LEDGER, Mont. – While warmer temperatures are expected during the summer months, but it seems that Mother Nature may be taking things to the extreme this year. In Montana’s Golden Triangle, this summer’s hot temperatures and constant wind bring a literal meaning to “dryland” farming.
“It has been very hot and very dry. It is like a blow torch out here,” said Cassie Andrews during a phone update on July 6.
Earlier this summer, a well-seeded crop coupled with timely moisture had Cassie and her family very optimistic going into the growing season. As June melted into July, however, Cassie began to notice the heat was affecting the crops.
“Two weeks ago everything was doing fine and now it has flip-flopped and stuff is just burning up. It’s amazing how fast things can turn,” she stated.
Cassie says the hot, dry weather has stunted growth on her spring wheat crop, so it is short, yet already heading out. On the other hand, the winter wheat seems to be holding out and Cassie predicts it should be an average crop this year. The winter wheat is actually just beginning to turn, so she estimates harvest will start in about three weeks or so.
“A lot of years we begin harvest the first week of August. I think we will be cutting winter wheat maybe by the end of July, so it won’t be too early,” Cassie said.

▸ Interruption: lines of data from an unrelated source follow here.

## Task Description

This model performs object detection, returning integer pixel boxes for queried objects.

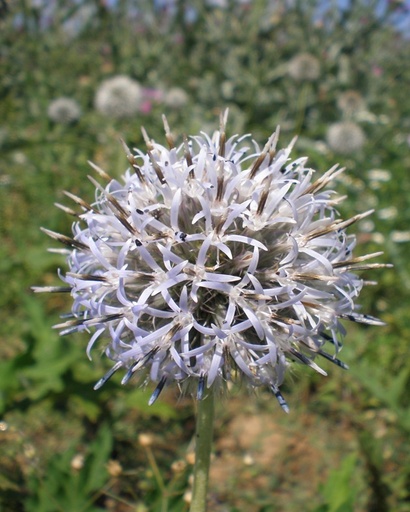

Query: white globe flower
[47,97,81,124]
[35,115,383,411]
[95,75,144,119]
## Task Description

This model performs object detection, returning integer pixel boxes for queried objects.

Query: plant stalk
[189,387,214,512]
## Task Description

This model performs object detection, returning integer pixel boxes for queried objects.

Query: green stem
[189,388,214,512]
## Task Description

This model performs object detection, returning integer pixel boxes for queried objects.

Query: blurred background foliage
[0,0,410,512]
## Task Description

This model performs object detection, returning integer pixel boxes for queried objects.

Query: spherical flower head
[47,97,81,124]
[337,90,365,117]
[95,75,144,119]
[288,53,320,82]
[36,114,381,410]
[326,121,366,155]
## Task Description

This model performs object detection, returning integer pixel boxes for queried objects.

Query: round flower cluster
[35,114,382,411]
[47,97,81,124]
[326,121,366,155]
[95,75,143,119]
[337,90,365,117]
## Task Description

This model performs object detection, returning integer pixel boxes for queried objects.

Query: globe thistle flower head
[337,90,365,117]
[326,121,366,155]
[95,75,144,119]
[35,113,388,411]
[47,97,81,124]
[288,53,320,82]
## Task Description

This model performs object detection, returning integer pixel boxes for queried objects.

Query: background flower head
[326,121,366,155]
[47,97,81,124]
[337,89,365,117]
[34,113,380,410]
[95,75,144,119]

Looking at the spring wheat though, Cassie thinks it will be ready earlier than normal, so there is a good chance she will roll right out of winter wheat harvest and into spring wheat harvest.
With some leftover wheat in the bins and harvest just around the corner, Cassie has been thinking hard about marketing her wheat. Around the Fourth of July is usually a good time to sell wheat, but Cassie has been diligently watching the markets and wheat prices keep bouncing from limit up to limit down and back. Knowing exactly when to pull the trigger and for how many bushels of wheat is something she is currently contemplating.
“My goal in the next couple weeks is to speculate what I am going to make bushel wise and sell about a third of my wheat,” she revealed.
In addition to praying for rain and staring at turbulent market reports, Cassie, her brother, Brett, and father, Terry, have remained busy scouting fields. The trio have been dealing with resistant Kochia on some of their chem-fallow and the battle seems to be relentless.
“We spray our fields and then we have to go out and see what is not dying so we can make a plan on how to kill it,” she explained.
Chemicals are not cheap, but Kochia, especially resistant Kochia, is a wheat farmer’s worst nightmare, so Cassie and her family really feel stuck between a rock and a hard place. They are not afraid to pull out all the stops when it comes to mitigating the spread of resistant Kochia, even if it means attacking the plants with a shovel.
After all, farmers really are just large scale gardeners.
Looking ahead Cassie, Brett and Terry will start getting things lined up for harvest. There is some holdover grain to haul, bins to clean out and of course, equipment to service. Cassie says right now is like the calm before the storm, so the best thing for her to do is stay busy puttering around the farm to avoid getting too antsy about the upcoming harvest madness.